THE DISPOSSESSED by Ursula K. Le Guin: Last book of the month, and my God, did it earn it’s five-star rating! And how timely! As we watch as the United States funds and stages several genocides, as we watch as militarized police brutalize the brave students that are protesting the genocide in Palestine, it feels just right to read this book by Miss Le Guin. A book about governments, a book about the complicity of academia in fascism, a book about control and freedom. We do come to each other as the Anarresti Beggarman, empty-handed, owning nothing, and it is our privilege as human beings to be able to look at one another and give what we can and do what we can. Yeah. Exactly.
WATCHED WRAPPED
MONKEY MAN (2024): Which I saw twice in theaters, once on my birthday and once on the 20th, and both times were literally transcendent. I loved absolutely everything about it! The costuming, the soundtrack, the story, the way it merged the story of Hanuman with the journey of Kid, the inclusion and power of the trans women! And the violence! God, more films need to be truly and deliciously violent, everything is so bloody, but nothing is gory like this is, nothing is giving us wild-eyed violence and teeth and drool and sweat, and we need more of it!
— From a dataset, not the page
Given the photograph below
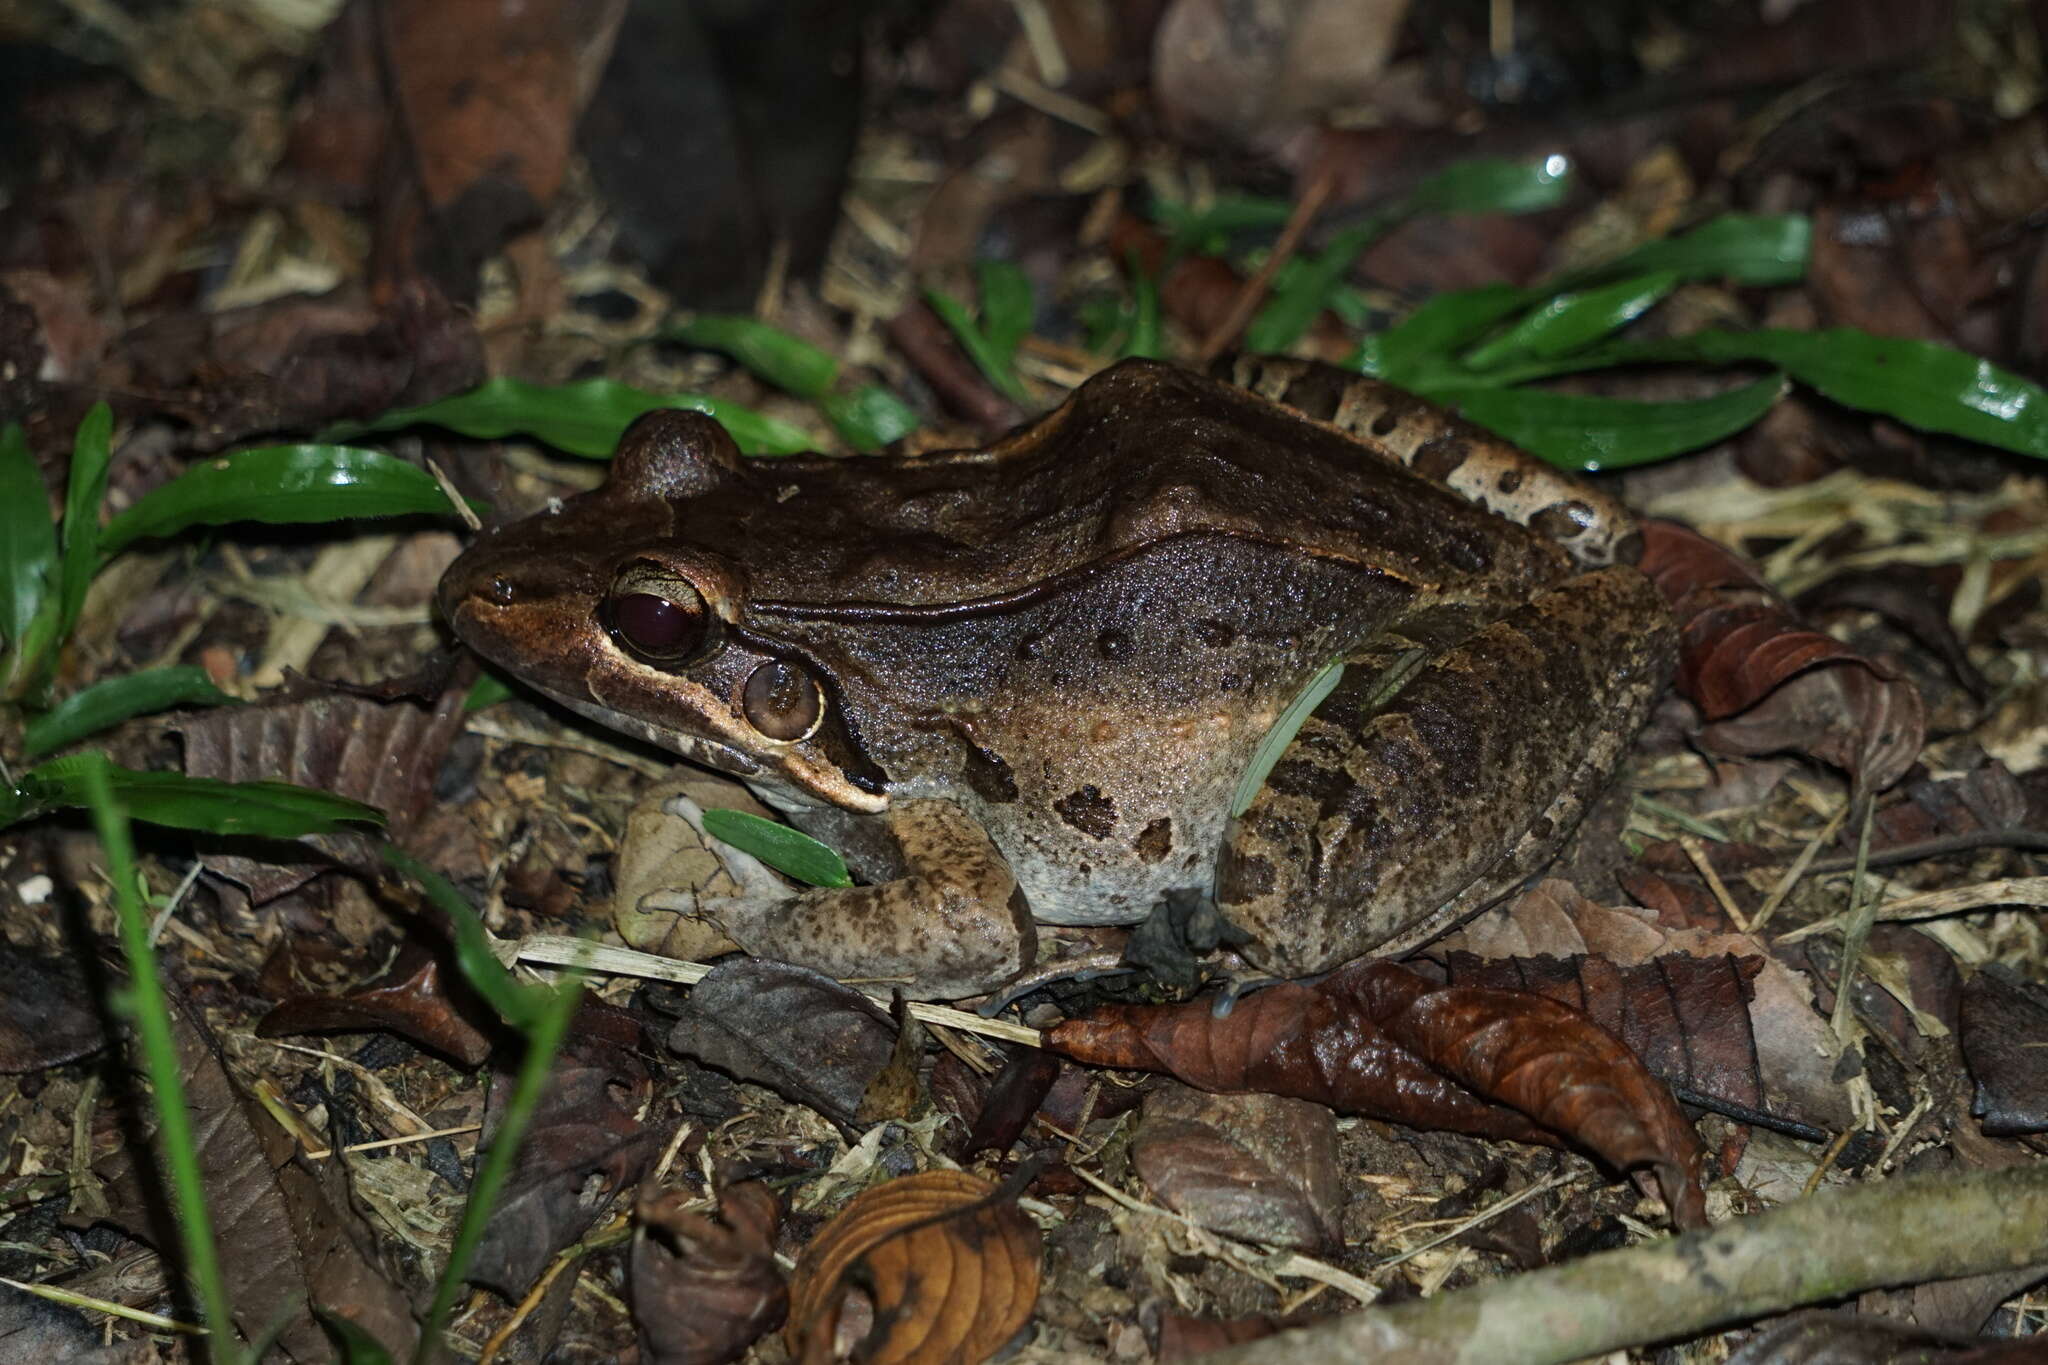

Ugh! I only wish that Peele and Co. didn’t dilute the BJP storyline/didn’t kowtow to hinduvista nonsense/hindu nationalism. Still, you could feel the emptiness at the heart of it, that missing thread, and if you know what was taken out, you definitely felt it. Very meta, in that sense. (
CHALLENGERS (2024): Which I saw Monday, and I’m truly so thrilled that I did. Thank God for tennis and polyamory and bisexuality. Thank God for Tashi Duncan pushing her two little white boys, thank God for the mischievous glint in Peter Svieg’s eye, thank God for the kicked-puppy act that Art Donaldson puts on even as he schemes. Fabulous movie. Five stars, can’t wait to see it again. Also…We need more films where a woman is getting her neck sucked on by two men and where those two men then kiss each other. Also, Tashi should’ve pegged them both on screen.
ALL OF US STRANGERS (2023): I watched this on Monday too, when I came home from the theater. Several friends have been screaming and crying and throwing up about it, and I do love anything with Andrew Scott involved. It was lovely; thoughtful and slow and careful, and when I realized what was happening, the twist at the end, I was truly breathless. God, what tenderness! What love!